Entropy per character

The following two tables provide the numerical values for the 'bits of information' as explained at the top of this page, for the first 8000 words of the three texts:

Characters. First:	1	2	3	4	All
Dante	4.0330	6.3181	7.9769	8.6565	9.1941
Pliny	4.0588	6.4742	8.4103	9.3736	10.5756
VMs stars	3.2298	5.2070	7.2367	8.7832	9.9019

Table 2: Cumulative bits of information.

Characters:	1st	2nd	3rd	4th	Rest
Dante	4.0330	2.2851	1.6588	0.6796	0.5376
Pliny	4.0588	2.4154	1.9361	0.9633	1.2020
VMs stars	3.2298	1.9772	2.0297	1.5465	1.1187

Table 3: Bits of information per character.

Interpretation

The above shows that:

The single word entropy of the Voynich MS is not anomalous. For the first 8000 words in Quire 20 we obtain a value of 9.9. It is in between the values for Dante and Pliny. This could be an argument in favour of the significance of word spaces.
First-character and second-character entropy of Voynich MS text are significantly low, and thus especially also the initial-bigram entropy. However, in Voynichese, the third character of each word is as unpredictable as the second, and the fourth contains much more information than is the case in Latin or Italian
Both the word counts and the variability (entropy) of the Voynich MS text in Quire 20 is in between Latin and Italian.
Overall, the information contained in Voynich MS words i similar to that in Latin or Italian words, but the information is more equally distributed over the characters while the words are shorter.

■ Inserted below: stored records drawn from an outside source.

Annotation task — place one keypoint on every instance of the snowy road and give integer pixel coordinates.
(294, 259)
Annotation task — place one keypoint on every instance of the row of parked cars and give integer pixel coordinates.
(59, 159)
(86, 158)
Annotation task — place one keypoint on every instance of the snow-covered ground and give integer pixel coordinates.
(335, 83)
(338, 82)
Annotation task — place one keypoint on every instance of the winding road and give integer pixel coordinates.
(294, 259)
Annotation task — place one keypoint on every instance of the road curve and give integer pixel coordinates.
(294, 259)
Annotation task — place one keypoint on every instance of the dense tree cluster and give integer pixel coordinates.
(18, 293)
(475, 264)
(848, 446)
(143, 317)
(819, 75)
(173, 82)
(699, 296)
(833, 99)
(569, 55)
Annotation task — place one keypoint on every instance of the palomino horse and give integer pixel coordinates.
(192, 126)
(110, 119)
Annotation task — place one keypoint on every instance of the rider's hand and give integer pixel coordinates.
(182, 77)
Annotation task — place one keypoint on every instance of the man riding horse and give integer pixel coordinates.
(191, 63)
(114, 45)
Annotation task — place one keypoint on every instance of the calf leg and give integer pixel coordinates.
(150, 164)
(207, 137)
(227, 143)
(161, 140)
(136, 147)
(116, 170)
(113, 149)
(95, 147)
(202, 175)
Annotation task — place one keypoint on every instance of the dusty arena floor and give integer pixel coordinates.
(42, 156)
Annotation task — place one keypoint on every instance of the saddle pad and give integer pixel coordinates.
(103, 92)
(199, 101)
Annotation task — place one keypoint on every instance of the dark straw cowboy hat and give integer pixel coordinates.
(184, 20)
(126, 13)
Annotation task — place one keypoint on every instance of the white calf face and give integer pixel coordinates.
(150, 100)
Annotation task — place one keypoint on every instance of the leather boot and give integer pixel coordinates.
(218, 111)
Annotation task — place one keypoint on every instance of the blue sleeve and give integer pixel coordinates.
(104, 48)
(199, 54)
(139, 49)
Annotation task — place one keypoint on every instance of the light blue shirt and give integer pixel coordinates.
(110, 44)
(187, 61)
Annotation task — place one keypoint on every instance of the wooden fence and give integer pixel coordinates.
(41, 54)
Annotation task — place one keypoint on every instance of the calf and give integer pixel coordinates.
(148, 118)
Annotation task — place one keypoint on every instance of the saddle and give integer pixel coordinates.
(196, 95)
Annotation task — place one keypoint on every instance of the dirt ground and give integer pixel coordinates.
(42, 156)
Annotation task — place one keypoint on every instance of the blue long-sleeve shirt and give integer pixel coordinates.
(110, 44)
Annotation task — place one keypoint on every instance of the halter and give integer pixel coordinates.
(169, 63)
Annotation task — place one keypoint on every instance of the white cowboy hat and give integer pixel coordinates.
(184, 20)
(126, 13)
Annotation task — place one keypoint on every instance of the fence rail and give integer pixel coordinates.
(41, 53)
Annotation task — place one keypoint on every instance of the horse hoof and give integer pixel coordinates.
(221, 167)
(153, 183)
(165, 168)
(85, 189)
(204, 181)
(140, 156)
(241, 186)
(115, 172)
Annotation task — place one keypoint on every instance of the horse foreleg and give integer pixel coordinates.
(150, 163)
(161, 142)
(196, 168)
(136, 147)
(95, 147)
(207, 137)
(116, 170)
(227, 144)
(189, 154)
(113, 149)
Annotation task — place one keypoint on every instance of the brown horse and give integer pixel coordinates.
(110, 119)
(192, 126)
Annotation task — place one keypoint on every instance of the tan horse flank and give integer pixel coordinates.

The last point above is rather remarkable. William Friedman thought that the Voynich MS could be in some early form of constructed language, and the above observations could be considered to point into this direction.

Conclusions

Following are the main tentative conclusions from the work that has been described above:

From a statistical point of view, the apparent words in the Voynich MS behave like 'real words'. They are as varied as the words in Latin/Italian texts of a similar length.
The first and second character of Voynich words (using the Cuva alphabet) have lower entropy than in Latin. The Voynich words contain more information from the third character onwards (in the conditional sense).
A word game-type algorothm to convert Latin to Voynichese must:
- Increase predictability of word starts
- Make words shorter
- Maintain the length of the vocabulary

Acknowledgments

To be redone.

Notes

1: As demonstrated e.g. by Gabriel Landini in a paper about Zipf's law. The reference is temporarily missing (see here).
2: No accurate value is know to me a priori, but the present page will produce one representative estimate. A summary of this statistic may be found here.
3: See the introduction to entropy.
4: For transliteration file formats and the definition of Eva in general see here. A link to the file used in the present page is included here.